River opened his mouth to reply, then closed it again. They paused at the lights near the old Post Office buildings, and he drummed his fingers on the steering wheel. Roddy was staring straight ahead, the smear of blood on his forehead still wet, so River opened the glove box, found a packet of tissues and passed it to him. Roddy took it without a word.

The lights changed, and they started moving again, heading towards the others.

. . . and becoming herself again is what’s starting to happen, a long slow process, like looking for a car in an enormous car park, no idea of its make or colour, but sure it must be somewhere, and what she needs is a key fob, something she can point and hear a responding beep, and maybe it’s the power of suggestion or maybe she actually is holding a fob, but anyway beep is what she’s hearing now, a recurring beep, and this must be her car in front of her, its beep beep a note of welcome, and she opens its door, she opens its door, she opens her eyes.

When the figure on the bed twitched, there was someone there to see it happen. A nurse, approaching her thirteenth hour on shift. She bent over the bed, close but not too close, and waited to see if the eyes would open. They did.

“And here you are. We’ve been expecting you back, and here you are.”
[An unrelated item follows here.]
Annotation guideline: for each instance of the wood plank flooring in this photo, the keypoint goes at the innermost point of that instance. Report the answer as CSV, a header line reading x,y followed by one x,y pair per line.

“Mum?” said the waking woman.

In the gathered dark Slough House is less visible than its neighbours, its façade a shade or two greyer, its windows twice as blank. Or that’s how it seems to Catherine, who had left the pub once it became good and loud. Roddy and River had arrived, Sid too, and nobody noticed when Catherine slipped off to the bar and kept walking: into the night, along the gummed and littered pavements, across the stressful road, and round the back and through Slough House’s door, which, as always, required heavy pushing. Already she can smell Lamb’s presence, the damp-dog-in-a-dumpster odour of his coat wafting down the stairs. He’s behind his desk, unshod, a drink in front of him, and instead of smoking is shredding an empty cigarette packet, his equivalent of a health kick. He doesn’t look at Catherine when she enters.

She says, “Do I want to know what you’ve done?”

“No.”

“But you’ve . . . burned Taverner’s house down.”

“I’ve done what she wanted doing in the first place. But that’s the first rule of fairy tales, right? Be careful what you wish for.”

“So much for diplomacy.”

“It’s not always a great idea to state your intentions beforehand. It can have the effect of undermining support.”

“So instead, whatever you’ve done, which I’m sure we’ll discover in due course, you’ve involved River and Roddy in it.”

“Their choice, Standish.”

“You told them it was just a meeting.”

“Yeah. Spies lie. It’s what we do.”

“And when whatever it is you’ve done bounces back on them?”

“Not going to happen.”

“Oh, it will. One way or the other.” She watches while he raises his glass to his lips and drains it, still without meeting her eye, while in the pub she left ten minutes ago, River and Sid have broken apart from the others, and are sharing words in the corner.

Sid says, “What did you do?”

“Do? Nothing. I was a driver.”

River mimes holding a steering wheel, aware as he does so that he’s evading; that the imaginary car he’s driving might be holding true to the road, but that this conversation has already burst a tyre.

He elaborates. “I collected Peter Judd. Took him to Di Taverner’s. Then rescued Roddy, by the way. He was in a state.”

They glance towards the others, and Roddy is clearly still in a state, inasmuch as he is not currently beating his chest or standing on a table. Every so often he rubs his arm, but that’s as grandiose as he’s getting.

Sid says, “And what happened at Taverner’s? What happened to Judd?”

“I have no idea. I didn’t enter the house.” River knows he sounds like he’s entering a defence, but it’s too late to do anything about that. He says, “Sid, whatever it is, it’s over. And Roddy wiped the local cameras. I might as well not have been there.”

“Sure,” she says, “if you take away accidental phone footage. Eyewitnesses. Passing drones. But the bigger point is, why was Lamb so keen on killing the cameras if all he was doing was having a chat? And the even bigger point . . .”

He waits.

“I asked you not to. I asked you not to fall in with whatever Lamb had going on.”

“I’m sorry.”

“But you did it anyway.”

“Yes, for Louisa. And Ash.”

“CC died, by the way.”

“Did he? Oh. I mean . . .”

“This whole thing, this world, Spook Street. I don’t want to be here any more. I don’t want you to be part of it either. It’ll kill us.”

“I was driving, it wasn’t dangerous—”

“It’ll kill us.”

“I’m gone, anyway, aren’t I?” he says. “Not a slow horse any more, remember? Failed the medical.”

But Sid just shakes her head and seems to be looking into a different future. “When did anything like that stop Lamb getting what he wants?”